A Prolonged Exercise in Indignity

On August 25th, Senator John McCain passed away after a long battle with cancer. In keeping with one of the finest traditions not just of American society, but of humanity, the nation began mourning the loss of a legendary statesman.

Unfortunately, and is so often the case in today’s morally-shameful political environment, the ugliness of incivility once again reared its wicked head. Less than two days after McCain’s passing, the president had twice thrown dirt in the face of dignity, unashamedly impugning the universally-held norms of decency.

Trump is reported to have personally squashed a proposed presidential statement which sought to praise the late senator’s life and legacy. Shortly thereafter, and in a sharp break with tradition, the flags flying over the White House were returned to full-staff, not just days prior to McCain’s arrival at the Capitol to lie in state, but nearly a week before he’s to be laid to rest.

And this is where we are, in acknowledging a lion of the Senate’s death, a sitting president could only be bothered to issue a single tepid social media message of condolence. It took an outpouring of public disgust for the president to muster the courtesy of issuing a proclamation to lower the flag atop the White House to half-staff.
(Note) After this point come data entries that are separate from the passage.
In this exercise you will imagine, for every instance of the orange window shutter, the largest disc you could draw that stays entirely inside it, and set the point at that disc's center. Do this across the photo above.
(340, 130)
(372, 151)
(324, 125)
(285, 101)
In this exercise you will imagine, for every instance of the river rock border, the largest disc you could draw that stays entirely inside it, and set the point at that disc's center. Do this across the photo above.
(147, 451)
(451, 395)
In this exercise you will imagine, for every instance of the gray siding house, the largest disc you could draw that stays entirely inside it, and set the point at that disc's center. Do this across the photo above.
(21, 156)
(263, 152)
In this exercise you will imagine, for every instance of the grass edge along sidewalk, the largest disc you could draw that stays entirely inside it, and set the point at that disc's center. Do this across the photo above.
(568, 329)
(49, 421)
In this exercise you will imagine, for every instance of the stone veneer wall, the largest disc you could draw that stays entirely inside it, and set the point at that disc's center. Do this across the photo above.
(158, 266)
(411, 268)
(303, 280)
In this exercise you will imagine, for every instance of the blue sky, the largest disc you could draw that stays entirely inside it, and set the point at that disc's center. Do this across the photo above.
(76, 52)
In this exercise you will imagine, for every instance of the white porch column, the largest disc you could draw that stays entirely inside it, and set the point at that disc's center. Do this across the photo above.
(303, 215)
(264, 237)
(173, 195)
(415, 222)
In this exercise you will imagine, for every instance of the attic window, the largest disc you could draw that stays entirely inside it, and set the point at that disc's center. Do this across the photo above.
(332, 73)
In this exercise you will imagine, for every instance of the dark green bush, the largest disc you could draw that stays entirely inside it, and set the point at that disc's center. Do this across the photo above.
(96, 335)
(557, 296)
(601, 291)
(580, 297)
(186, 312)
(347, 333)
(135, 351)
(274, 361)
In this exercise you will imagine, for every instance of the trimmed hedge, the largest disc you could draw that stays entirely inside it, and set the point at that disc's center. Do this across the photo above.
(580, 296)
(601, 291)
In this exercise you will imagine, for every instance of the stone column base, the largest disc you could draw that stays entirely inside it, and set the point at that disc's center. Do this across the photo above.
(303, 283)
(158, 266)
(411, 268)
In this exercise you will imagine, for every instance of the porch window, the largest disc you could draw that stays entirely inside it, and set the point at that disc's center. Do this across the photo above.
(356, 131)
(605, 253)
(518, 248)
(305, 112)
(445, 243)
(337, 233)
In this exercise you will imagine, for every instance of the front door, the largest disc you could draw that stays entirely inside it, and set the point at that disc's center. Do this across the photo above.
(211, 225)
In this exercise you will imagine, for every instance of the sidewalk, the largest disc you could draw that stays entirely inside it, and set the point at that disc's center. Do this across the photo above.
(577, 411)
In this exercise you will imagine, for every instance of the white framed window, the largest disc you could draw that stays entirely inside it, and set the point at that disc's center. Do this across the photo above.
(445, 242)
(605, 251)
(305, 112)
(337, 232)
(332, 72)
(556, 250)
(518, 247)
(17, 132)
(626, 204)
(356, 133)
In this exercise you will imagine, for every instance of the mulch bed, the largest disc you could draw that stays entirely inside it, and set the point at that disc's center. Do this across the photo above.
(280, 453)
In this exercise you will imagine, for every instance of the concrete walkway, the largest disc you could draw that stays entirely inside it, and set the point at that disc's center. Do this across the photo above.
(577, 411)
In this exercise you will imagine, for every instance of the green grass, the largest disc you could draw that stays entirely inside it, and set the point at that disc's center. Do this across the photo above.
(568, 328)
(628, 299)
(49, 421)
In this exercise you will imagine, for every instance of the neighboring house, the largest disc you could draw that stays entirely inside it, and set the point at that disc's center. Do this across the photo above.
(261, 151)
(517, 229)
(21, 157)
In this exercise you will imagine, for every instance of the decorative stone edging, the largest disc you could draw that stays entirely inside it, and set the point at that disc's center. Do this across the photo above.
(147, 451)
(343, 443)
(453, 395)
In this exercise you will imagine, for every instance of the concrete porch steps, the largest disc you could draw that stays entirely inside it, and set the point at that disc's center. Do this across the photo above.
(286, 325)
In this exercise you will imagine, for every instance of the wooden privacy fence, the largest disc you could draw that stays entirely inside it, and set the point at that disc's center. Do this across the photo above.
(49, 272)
This is but another multi-pronged pathetic demonstration from a president who appears patently-incapable of embracing even the slightest modicum of decency. So for those wondering why the level of respect afforded to this particular president is in constant decline, one only needs to look at his inexcusable conduct. In this world, respect is earned, not given.

The dignity of the presidency is not immune to the degradation spawned by willful neglect, nor is respect indefinitely engendered to a given president simply by virtue of being the office’s holder. And whatever reverence for the title is parlayed to a president, exists only because of the nobility exhibited by each of that individual’s predecessors.